Notre ancien évêque, le Père Saint Macary disait un jour : “Avez-vous goûté vraiment l’Eucharistie ? Qu’est-ce que vous mettez de votre existence dans ce pain et ce vin offerts ? Avez-vous mis en rapport ce pain et ce vin que vous offrez avec tous les problèmes de société, d’économie et d’écologie qui vous secouent aujourd’hui ? Le Christ les prend avec Lui et vous rend son Esprit pour les affronter ensemble dans l’amour de tous…”  Nous comprenons alors que ce repas eucharistique n’est pas une récompense accordée seulement à ceux qui mènent une vie pieuse et pure. C’est un repas essentiel, partagé par un peuple aux mains sales et aux cœurs abîmés, un peuple fatigué, quelquefois découragé. Oui, ce pain de vie est vraiment un pain de route. Et mes mains, après les avoir ouvertes pour recevoir le Corps du Christ, qu’est-ce que je vais en faire, de mes mains ? “Bougez-vous ! Mettez le feu dans les diocèses ! (Pape François) Ne restez pas enfermés dans vos communautés. L’Église doit sortir dans la rue.”
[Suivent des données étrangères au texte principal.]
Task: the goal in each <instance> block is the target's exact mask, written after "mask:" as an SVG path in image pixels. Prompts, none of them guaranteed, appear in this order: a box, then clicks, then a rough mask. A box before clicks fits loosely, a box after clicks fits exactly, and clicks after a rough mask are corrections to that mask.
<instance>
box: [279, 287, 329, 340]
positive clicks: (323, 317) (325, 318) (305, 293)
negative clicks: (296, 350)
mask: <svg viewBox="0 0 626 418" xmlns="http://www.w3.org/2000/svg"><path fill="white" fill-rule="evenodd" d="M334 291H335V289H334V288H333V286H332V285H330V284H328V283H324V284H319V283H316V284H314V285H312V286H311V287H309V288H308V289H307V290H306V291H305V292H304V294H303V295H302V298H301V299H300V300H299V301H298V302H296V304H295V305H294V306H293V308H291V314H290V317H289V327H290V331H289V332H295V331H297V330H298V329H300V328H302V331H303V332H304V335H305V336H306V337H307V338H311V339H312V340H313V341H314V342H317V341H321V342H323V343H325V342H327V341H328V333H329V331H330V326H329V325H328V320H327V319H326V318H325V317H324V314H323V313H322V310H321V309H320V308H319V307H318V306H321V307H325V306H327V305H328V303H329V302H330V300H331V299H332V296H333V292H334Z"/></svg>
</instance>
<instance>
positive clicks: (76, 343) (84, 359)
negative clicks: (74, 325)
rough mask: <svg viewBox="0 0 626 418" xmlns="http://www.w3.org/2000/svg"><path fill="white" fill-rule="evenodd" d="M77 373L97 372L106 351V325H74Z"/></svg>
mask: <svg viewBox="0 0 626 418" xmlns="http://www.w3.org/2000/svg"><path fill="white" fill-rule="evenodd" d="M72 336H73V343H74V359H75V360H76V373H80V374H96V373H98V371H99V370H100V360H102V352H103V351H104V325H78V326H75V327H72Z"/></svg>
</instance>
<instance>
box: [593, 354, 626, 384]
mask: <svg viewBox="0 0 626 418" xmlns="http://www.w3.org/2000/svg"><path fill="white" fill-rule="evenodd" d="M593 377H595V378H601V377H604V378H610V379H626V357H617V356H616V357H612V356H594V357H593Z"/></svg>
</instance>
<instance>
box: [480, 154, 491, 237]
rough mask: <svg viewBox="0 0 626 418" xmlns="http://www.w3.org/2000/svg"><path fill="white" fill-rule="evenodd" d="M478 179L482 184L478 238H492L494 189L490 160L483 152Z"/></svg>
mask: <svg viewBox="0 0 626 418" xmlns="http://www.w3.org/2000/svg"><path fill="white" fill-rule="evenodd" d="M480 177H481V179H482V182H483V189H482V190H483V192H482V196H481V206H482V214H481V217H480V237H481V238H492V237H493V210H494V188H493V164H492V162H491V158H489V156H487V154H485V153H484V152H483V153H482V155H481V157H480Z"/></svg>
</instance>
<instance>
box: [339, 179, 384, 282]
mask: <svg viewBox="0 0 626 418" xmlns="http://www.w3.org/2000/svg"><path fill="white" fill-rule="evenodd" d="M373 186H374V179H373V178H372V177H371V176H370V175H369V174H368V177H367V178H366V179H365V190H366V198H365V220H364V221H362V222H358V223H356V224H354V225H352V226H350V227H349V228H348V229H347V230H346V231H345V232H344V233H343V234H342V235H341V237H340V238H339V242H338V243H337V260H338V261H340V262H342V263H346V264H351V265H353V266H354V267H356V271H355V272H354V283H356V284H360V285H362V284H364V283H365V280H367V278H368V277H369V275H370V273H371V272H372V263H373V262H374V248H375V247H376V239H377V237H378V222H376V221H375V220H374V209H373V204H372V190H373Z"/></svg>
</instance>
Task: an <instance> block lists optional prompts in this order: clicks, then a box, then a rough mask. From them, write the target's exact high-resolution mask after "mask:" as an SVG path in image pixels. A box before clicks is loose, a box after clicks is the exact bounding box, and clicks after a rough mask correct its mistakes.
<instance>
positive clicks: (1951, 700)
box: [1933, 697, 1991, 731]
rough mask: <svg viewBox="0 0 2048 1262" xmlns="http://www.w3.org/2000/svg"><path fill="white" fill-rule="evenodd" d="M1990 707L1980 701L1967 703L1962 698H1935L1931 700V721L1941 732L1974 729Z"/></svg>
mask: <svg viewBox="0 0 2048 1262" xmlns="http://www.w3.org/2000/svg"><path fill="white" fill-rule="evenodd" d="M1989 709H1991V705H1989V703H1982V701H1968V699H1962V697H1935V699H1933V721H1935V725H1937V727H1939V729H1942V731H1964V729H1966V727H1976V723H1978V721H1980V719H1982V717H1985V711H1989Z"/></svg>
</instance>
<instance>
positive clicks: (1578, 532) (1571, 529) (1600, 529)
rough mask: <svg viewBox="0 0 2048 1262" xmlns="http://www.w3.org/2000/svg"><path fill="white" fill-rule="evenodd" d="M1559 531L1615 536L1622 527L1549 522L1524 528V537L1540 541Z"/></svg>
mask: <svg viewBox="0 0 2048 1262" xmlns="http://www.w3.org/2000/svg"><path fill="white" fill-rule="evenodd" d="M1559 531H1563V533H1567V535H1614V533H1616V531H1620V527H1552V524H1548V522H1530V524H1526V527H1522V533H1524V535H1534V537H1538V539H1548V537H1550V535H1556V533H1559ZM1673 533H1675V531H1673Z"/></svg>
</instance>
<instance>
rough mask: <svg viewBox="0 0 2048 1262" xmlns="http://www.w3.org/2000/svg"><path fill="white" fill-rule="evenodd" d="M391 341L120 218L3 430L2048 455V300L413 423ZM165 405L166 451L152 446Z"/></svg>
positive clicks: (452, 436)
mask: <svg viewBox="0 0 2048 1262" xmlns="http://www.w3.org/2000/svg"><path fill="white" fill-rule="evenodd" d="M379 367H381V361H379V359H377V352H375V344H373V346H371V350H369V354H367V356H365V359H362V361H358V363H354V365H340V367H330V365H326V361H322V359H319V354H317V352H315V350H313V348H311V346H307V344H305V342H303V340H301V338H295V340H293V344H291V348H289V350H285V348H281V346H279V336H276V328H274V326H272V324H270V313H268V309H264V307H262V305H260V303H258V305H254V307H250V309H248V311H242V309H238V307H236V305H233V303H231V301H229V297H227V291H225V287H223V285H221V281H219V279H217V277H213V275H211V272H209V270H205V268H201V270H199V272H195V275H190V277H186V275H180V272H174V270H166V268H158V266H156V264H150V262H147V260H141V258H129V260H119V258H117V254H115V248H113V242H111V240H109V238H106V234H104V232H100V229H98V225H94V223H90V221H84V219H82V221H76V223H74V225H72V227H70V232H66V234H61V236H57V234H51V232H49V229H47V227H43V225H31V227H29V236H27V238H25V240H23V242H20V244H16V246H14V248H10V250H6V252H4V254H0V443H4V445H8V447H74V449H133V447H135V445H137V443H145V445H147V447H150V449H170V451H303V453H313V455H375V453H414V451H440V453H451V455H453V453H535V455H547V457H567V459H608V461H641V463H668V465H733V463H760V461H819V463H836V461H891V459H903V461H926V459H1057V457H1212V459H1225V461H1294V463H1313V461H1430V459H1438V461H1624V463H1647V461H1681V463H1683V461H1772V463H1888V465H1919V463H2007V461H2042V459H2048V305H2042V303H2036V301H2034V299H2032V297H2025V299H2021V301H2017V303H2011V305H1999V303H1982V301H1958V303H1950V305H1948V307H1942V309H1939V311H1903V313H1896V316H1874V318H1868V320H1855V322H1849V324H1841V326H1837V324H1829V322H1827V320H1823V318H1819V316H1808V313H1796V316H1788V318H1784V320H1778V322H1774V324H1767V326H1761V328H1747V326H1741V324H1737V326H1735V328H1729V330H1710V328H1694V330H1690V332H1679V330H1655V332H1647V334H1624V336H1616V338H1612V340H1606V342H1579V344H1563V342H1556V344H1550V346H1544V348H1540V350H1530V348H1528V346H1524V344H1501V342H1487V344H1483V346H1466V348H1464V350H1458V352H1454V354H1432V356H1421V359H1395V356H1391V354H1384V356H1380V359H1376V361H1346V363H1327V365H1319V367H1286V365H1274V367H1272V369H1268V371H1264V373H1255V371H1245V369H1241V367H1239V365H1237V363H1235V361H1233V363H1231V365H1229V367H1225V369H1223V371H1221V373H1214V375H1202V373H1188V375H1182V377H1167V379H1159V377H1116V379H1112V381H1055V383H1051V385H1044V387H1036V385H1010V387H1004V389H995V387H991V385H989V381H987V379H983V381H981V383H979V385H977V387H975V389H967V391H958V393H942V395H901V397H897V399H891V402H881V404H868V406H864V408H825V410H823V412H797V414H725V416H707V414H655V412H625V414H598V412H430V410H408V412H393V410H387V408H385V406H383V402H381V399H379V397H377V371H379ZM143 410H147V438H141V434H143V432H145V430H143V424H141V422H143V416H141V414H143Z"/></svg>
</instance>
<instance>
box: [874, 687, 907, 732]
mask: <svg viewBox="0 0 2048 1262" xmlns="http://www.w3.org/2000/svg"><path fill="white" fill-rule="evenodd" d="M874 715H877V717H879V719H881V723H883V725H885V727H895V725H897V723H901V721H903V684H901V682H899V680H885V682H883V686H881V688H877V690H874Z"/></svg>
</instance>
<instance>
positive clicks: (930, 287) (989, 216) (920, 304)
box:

Je vous propose de vous laisser prendre par ces quelques lignes étonnantes du poète François Cassingena-Trévedy qui écrit depuis son abbaye de Ligugé : J’avais faim… j’avais soif… j’étais étranger… Chaque fois que vous l’avez fait au plus petit d’entre mes frères, c’est à moi que vous l’avez fait» (Mt 25). Ce qui est raconté, ce qui est révélé dans cette page monumentale de l’Évangile, c’est la transsubstantiation (le fameux mot que l’Eglise a inventé pour dire que le pain et le vin deviennent le corps et le sang du Christ). Jésus passé tout entier dans la substance des pauvres. Jésus tout entier sous l’espèce des pauvres. Jésus devenu toute espèce de pauvre.”